Magma Genesis and Mantle Dynamics at the Harrat Ash Shamah Volcanic Field (Southern Syria)

Abstract

A geochemical and petrological study of Miocene to recent alkali basalts, basanites, hawaiites, mugearites, trachytes, and phonolites erupted within the Harrat Ash Shamah volcanic field was performed to reconstruct the magmatic evolution of southern Syria. The major element composition of the investigated lavas is mainly controlled by fractional crystallization of olivine, clinopyroxene, +/- Fe-Ti oxides and +/- apatite; feldspar fractionation is restricted to the most evolved lavas. Na2O and SiO2 variations within uncontaminated, primitive lavas as well as variably fractionated heavy rare earth element ratios suggest a formation by variable degrees of partial melting of different garnet peridotite sources triggered, probably, by changes in mantle temperature. The isotopic range as well as the variable trace element enrichment observed in the lavas imply derivation from both a volatile- and incompatible element-enriched asthenosphere and from a plume component.
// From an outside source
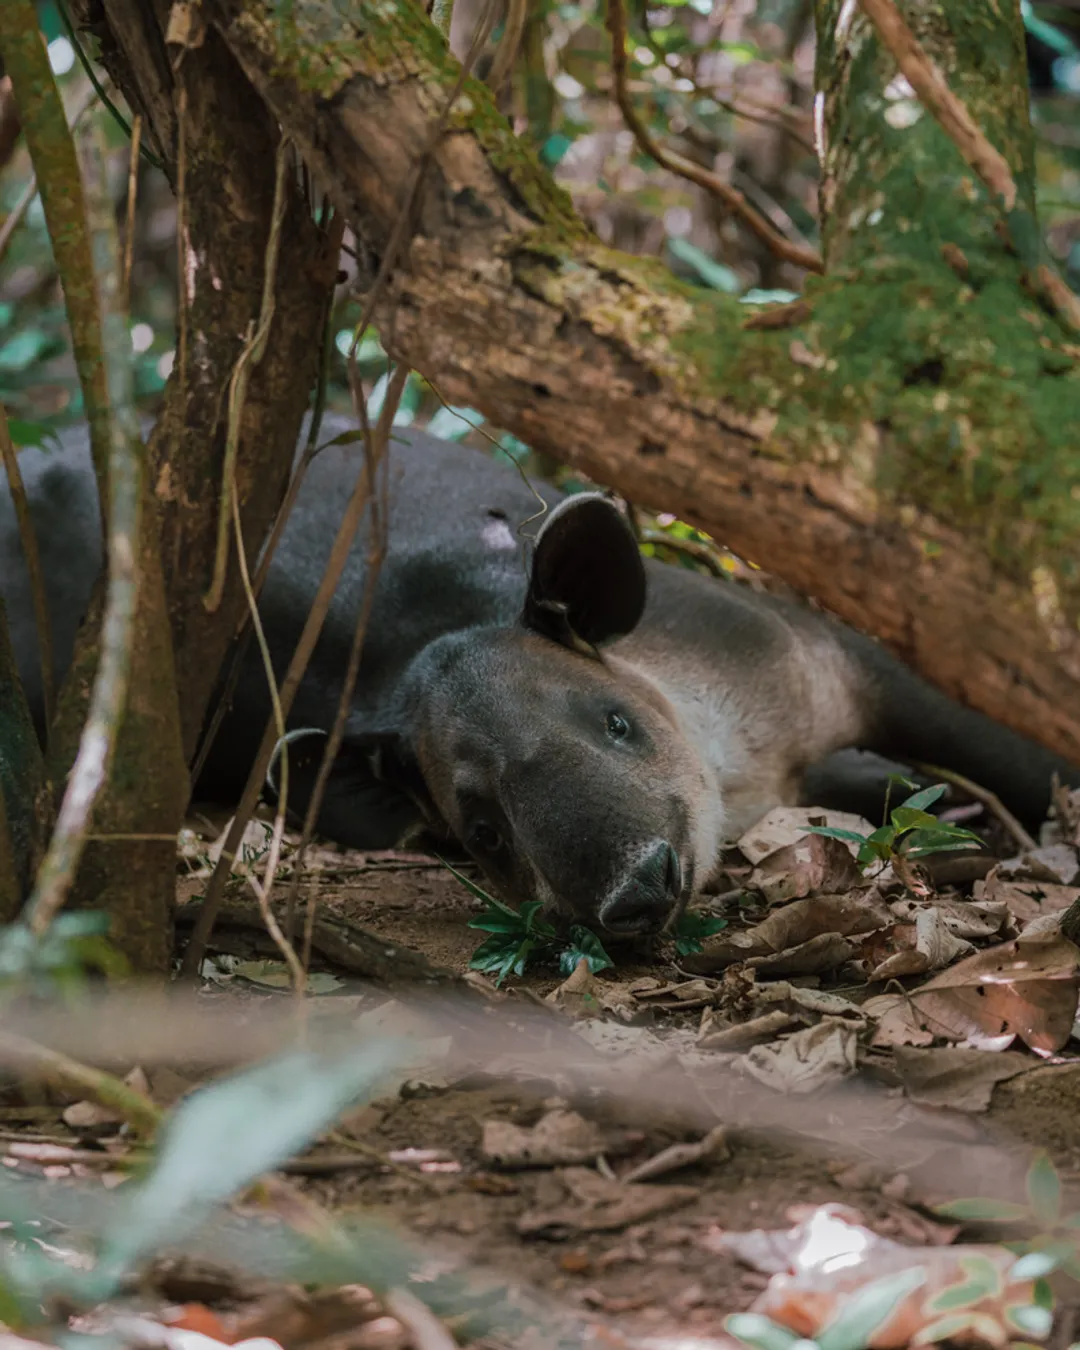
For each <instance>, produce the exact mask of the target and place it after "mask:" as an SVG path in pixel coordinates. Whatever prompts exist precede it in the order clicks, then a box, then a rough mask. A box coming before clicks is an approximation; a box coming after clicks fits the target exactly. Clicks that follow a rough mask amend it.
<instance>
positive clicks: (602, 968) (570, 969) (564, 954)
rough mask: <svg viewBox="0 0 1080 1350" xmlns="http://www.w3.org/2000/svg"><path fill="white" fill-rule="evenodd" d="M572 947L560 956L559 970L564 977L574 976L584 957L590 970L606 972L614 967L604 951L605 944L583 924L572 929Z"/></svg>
mask: <svg viewBox="0 0 1080 1350" xmlns="http://www.w3.org/2000/svg"><path fill="white" fill-rule="evenodd" d="M570 938H571V945H570V946H568V948H566V949H564V950H563V952H562V953H560V954H559V969H560V971H562V973H563V975H572V973H574V971H575V969H576V968H578V961H580V958H582V957H585V958H586V961H587V963H589V969H590V971H591V972H593V973H594V975H595V973H597V971H606V969H609V968H613V967H614V964H616V963H614V961H613V960H612V958H610V956H607V953H606V952H605V950H603V944H602V942H601V940H599V938H598V937H597V934H595V933H594V931H593V930H591V929H587V927H585V925H582V923H574V925H571V929H570Z"/></svg>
In addition, some lavas have been affected by crustal contamination. This effect is most prominent in evolved lavas older than 3.5 Ma, which assimilated 30-40% of crustal material. In general, the periodicity of volcanism in conjunction with temporal changes in lava composition and melting regime suggest that the Syrian volcanism was triggered by a pulsing mantle plume located underneath northwestern Arabia.